Bryan Sartin Ubizen
The use of forensics analysis in information security is growing, much in response to a sharp uptake in more criminally motivated attacks on organizations' networks and IT infrastructure. Much like their law enforcement brethren glamorized on popular TV shows, cyber forensics experts use forensics investigative techniques to examine attacks on comprised networks, tracing a hacker's "footsteps and fingerprints" to determine a motive, a target and, in best case scenarios, the hacker's identity. In this presentation, security expert Bryan Sartin will explore the ever-intriguing and complex field of forensics analysis.
Beginning with hacking attempts that breach a network's security defenses, the presentation will walk attendees through the processes by which cyber forensics teams identify the source of compromises, determine if data has been damaged or stolen and investigate how compromises are executed.
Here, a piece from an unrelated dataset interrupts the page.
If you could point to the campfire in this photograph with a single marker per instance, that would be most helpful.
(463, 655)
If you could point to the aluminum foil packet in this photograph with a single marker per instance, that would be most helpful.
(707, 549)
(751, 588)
Sartin will also discuss how forensics experts methodically comb through network systems to pinpoint affected systems and to gather electronic evidence, which must be carefully preserved for future research or legal prosecution. Attendees will receive both technical and business perspectives on the benefits of forensics analysis when breaches occur and leveraging investigation findings in overall network security strategies. Additionally, attendees will learn methods, such as gap analysis, to be employed after an attack to mitigate vulnerabilities and to compare a company's security infrastructure to current security standards.